# Phone number setup



## arriba! (May 23, 2006)

I would like to modify the phone number my DVR dials into in order to be able to use it during an upcoming vacation to Baja. For this I first need to know what the regular phone number the receiver now dials into. Does anybody know? And secondly, I would need to be able to change the initial dialing string to be able to dial a long distance code from there. Does anybody know if this can de achieved?

Thanks!!!


----------



## James Long (Apr 17, 2003)

From all signs the receivers are calling a toll free number. These are not normally reachable from outside of the United States. If your receiver does complete the call it E* will be aware of your location and could deactivate your receiver. Receivers should ONLY be connected to the phone line at the service address.

Unless you are operating under an RV exemption receivers should only be used AT your service address as well.


----------



## arriba! (May 23, 2006)

I guess youre right James. 

Thanks for responding!


----------



## DRATIFK (Dec 3, 2004)

arriba! said:


> I guess youre right James.
> 
> Thanks for responding!


I have sunrocket VOIP service and the phone number goes with me whereever I go because basically its a little box I connect to the router. DISH 622 and all dish receiver have no problem with sunrocket.


----------



## ZigSteenine (Apr 18, 2006)

James Long said:


> Unless you are operating under an RV exemption receivers should only be used AT your service address as well.
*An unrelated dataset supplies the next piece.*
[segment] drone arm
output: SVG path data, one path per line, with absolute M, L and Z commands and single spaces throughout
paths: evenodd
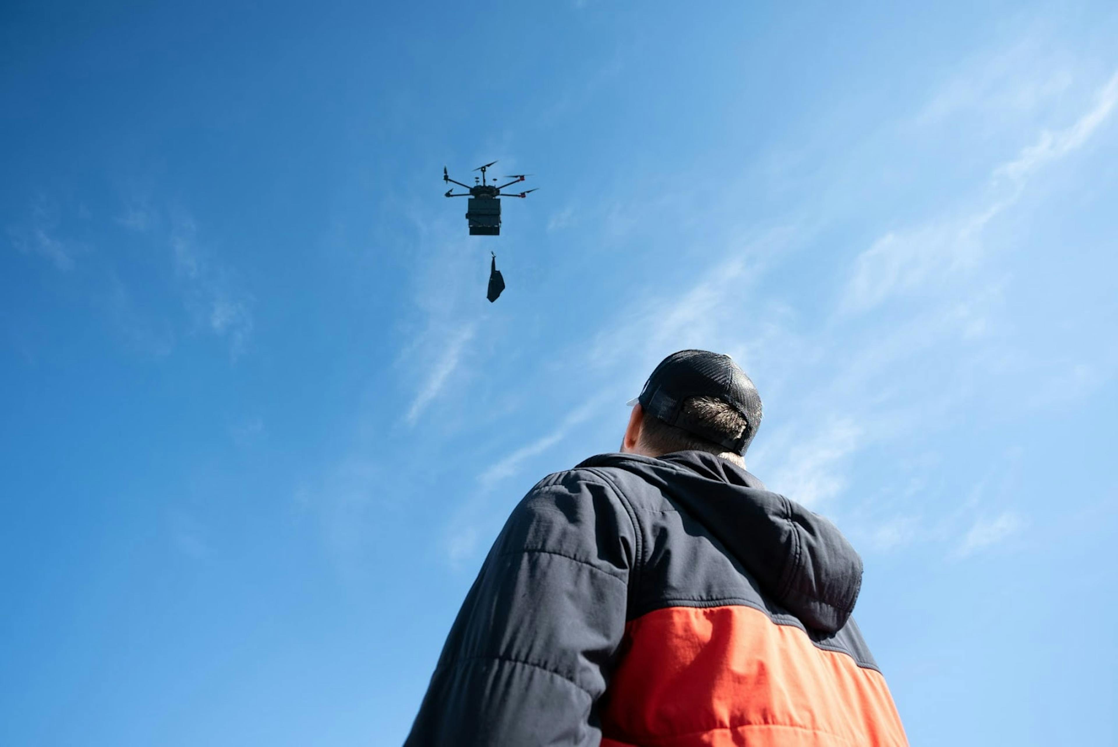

Ah come on. The man is paying for it. There is no problem with taking his receiver on vacation and it should work fine without the phone line hooked to it. He is not trying to cheat Dish.


----------



## ClarkBar (Mar 5, 2006)

I unplugged the phone line from my 622 during a severe bout of lightning. Next day, I got an onscreen message that said if I did not keep my phone line connected all the time, I would get charged for a second receiver. I have only the 622 activated at this time. 

I sent an e-mail to Dish and told them that I unplug all phone lines and OTA coax, some AC plugs, etc, during storms, since I have lost over $10,000 worth of electronics from lightning strikes, including a motherboard that got zapped via the phone line plugged into the modem. I said that I wanted to go on record that if lightning took out my 622 while the phone line was connected, I would expect Dish to replace the unit. 

I got a nice reply, in which they said they were sorry for the inconvenience. And that they were forwarding my remarks to engineering. I put the phone line through a spike protector, for what that is worth. I have found pieces of tower-mounted antennas all over the yard after a lightning strike. There is only one way to protect electronics from lightning. Pull the AC plug, pull the coaxes and pull the phone lines. I have charred ham-radio gear to prove my point - along with a TV, a couple of phones, a clock, and so on. 

They need to lighten up and not start messaging us until the phone has been disconnected for a week or so - at the minimum. I foget to connect it after a storm. 

I used to move my 508 between my house and ranch without a phone connection. As I recall, there was even something in a manual about this being okay. Kind of an oversized Pocket Dish.


----------



## James Long (Apr 17, 2003)

I've lost some expensive equipment at work thanks to phone line lightning problems. We ended up buying cheaper equipment ($1500 vs $3500) that was less sensitive to the issue (also less features) and grounding everything that we could. We can't disconnect the phone line.

Some locations have more problems with lightning than others.


----------